Linda Schulte-Sasse, DeWitt Wallace Professor and Chair, German & Russian Studies
Professor Schulte-Sasse's areas of specialization include German and American film, German literature, and the analysis of American political discourse. She teaches in the cinema studies (most recently Nazi Cinema and Film and the Fantastic), eighteenth- and twentieth-century German literature, and the German language. She also likes journalistic writing, and publishes occasionally for Scripps-Howard News Service or for the Star-Tribune.
Howard Sinker, Sports Coordinator, Star Tribune, and Sports Commentator, Minnesota Public Radio, Visiting Instructor, Humanities & Media & Cultural Studies
Howard Sinker, a graduate of Macalester, teaches news reporting. He has authored a chapter in the textbook Real Sports Reporting and has run workshops for journalists with the DART Center for Journalism and Trauma and the Poynter Institute's National Writers Workshops
Doug Stone, Visiting Instructor, Humanities & Media & Cultural Studies
Doug has been a journalist for print and broadcast, a U.S. Senate press secretary, a college relations director at Macalester from 1993-2008, a press secretary for a major education union, a journalism teacher for 16 years, and a freelance writer and consultant. An award-winning reporter at the Minneapolis Tribune from 1971-1981 Doug covered everything from police to general assignment to legal affairs. From 1981-1990 he worked at WCCO-TV as assignment editor and then assistant news director, and supervised the newsroom’s political coverage. He was the late Sen. Paul Wellstone’s first Washington, D.C., press secretary from 1991-1993. Doug is currently a communications and media consultant and a freelance writer and writes a blog for the StarTribune.com/yourvoices web page.
Beth Severy-Hoven, Associate Professor and Chair, Classics
Professor Severy-Hoven specializes in Roman history and the history of women in the ancient Mediterranean. She has published a book on the development of Rome's first imperial family, Augustus and the Family at the Birth of the Roman Empire (Routledge 2003). Her more recent work involves the wall painting in a house in Pompeii, and the roles of women in different dynasties of the Roman empire. Her recent courses include Elementary Latin, Homeric Greek, Roman History, the Junior/Senior Seminar in Classics, and the First Year Course Amazons & Aristotle. Professor Severy-Hoven also supervises the January in Rome program.

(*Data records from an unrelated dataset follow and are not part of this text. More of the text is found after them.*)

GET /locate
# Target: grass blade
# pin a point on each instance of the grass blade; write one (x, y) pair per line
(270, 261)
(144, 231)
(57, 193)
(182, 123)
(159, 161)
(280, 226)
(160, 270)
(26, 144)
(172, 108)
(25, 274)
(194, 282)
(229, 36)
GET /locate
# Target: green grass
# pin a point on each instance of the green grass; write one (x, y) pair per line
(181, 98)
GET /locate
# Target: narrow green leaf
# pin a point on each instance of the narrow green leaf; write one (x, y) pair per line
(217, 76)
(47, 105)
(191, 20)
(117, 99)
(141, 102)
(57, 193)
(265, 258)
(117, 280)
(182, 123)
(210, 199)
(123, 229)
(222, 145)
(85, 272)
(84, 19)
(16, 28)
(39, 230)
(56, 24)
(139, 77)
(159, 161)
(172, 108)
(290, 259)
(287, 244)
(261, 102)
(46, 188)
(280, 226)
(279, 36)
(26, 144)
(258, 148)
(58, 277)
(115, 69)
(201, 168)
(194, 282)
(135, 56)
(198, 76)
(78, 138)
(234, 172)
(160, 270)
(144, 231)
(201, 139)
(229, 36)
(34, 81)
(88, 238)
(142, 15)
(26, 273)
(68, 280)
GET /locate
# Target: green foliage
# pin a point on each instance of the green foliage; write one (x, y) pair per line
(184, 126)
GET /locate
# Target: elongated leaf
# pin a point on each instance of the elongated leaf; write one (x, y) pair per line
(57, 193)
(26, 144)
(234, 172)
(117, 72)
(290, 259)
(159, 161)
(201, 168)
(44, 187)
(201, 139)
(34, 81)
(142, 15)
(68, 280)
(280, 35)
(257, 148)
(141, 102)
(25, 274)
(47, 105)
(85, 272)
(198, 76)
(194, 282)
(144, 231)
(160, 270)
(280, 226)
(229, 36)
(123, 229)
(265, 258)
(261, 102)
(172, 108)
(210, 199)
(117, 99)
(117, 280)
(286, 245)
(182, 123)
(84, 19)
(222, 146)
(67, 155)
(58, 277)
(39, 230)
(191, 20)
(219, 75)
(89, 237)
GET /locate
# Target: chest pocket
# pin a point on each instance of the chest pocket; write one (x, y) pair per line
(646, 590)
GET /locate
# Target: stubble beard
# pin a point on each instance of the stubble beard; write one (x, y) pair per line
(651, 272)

Joelle Vitiello, Associate Professor, French and Francophone Studies
Joëlle Vitiello, associate professor, and Department chair, teaches 20th century French literature, Francophone Studies, Cultural Trends in Contemporary France, and French at all levels. Her specialization is in contemporary writing by women. She co-organized the first international Women In French Conference.
James von Geldern, Professor, Russian and International Studies
Prof. von Geldern's primary interests are in Russian and Soviet popular culture and cultural history, comparative studies in revolutions and commemoration, international law and legal frameworks, and cultural studies. His most recent project is a website called Seventeen Moments in Soviet History, featuring archival video, music and audio, and texts from Soviet history. The site, which he compiled with Lewis Siegelbaum of Michigan State University, was funded by the NEH and won the MERLOT Classics Award.
Chris Wells, Assistant Professor, Environmental Studies and History
Chris Well's interests include Environmental history; United States since 1877; U.S. cultural and intellectual history; history of technology; urban history. Prof. Wells' current book project, Car Country, focuses on the cultural and environmental ramifications of the decision to reorient the American landscape around near-universal automobile ownership in the decades before 1960.